The feeling of writing as I read a book is similar to regular journalling. I enjoy venting and rambling in paragraphs about one particular issue I found in the book I’m reading. It feels as if I am having an internal discussion about the topics I want to highlight or research more. Believe it or not, this practice is considered therapeutic, and I can say I’ve proved it to be so.
I always have the urges to vent immediately in reactionary prose or paragraphs whenever I read. This goes as well for when I read a textbook. With a reading journal, I can write the raw version of my reactions and capture emotions during my reading. If I want, I can sort and edit them when I want to create a blog post or a public review about the books I read.
Having fun with the embellishments
I am totally addicted to stamping and I want to blame Reba’s videos for it. Oh, and Helen from Journal with Purpose too! The first time I realised that my regular journal looked different than plain old simple monotonic writings, I want to have more washi tapes, stickers, and stamps than I would ever need. I warn you, be careful with all these embellishments. I touched it once and now I’m hooked.
All in all, I don’t think I need a particular reason why I create a reading journal. I’ll justify it by saying anything as long as I have a reading journal at the end. I really enjoy the arbitrary manner in which I decorate the pages in my journals. Anything goes, as long as it’s pretty to look at.
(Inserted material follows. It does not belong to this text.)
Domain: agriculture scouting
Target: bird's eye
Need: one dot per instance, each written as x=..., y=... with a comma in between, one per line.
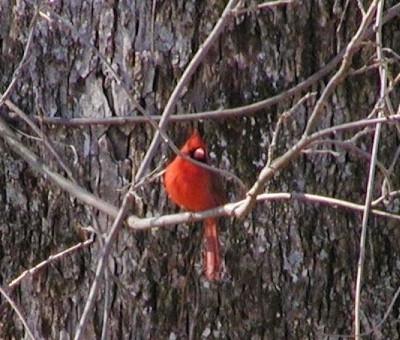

I have been writing on this reading journal for five months now. I’ve also finished the nine Matthew Harffy books I promised myself. I have enjoyed the journey and quite satisfied with the return of my reading and writing habits.
This is my first ever reading journal and I can see I will have more reading journals in the future. I can always consider it as a practice in bookbinding as well. For some people, it might be a lot of work, but I discovered that the whole process from binding, making the cover, and filling the book with my writings worth the while.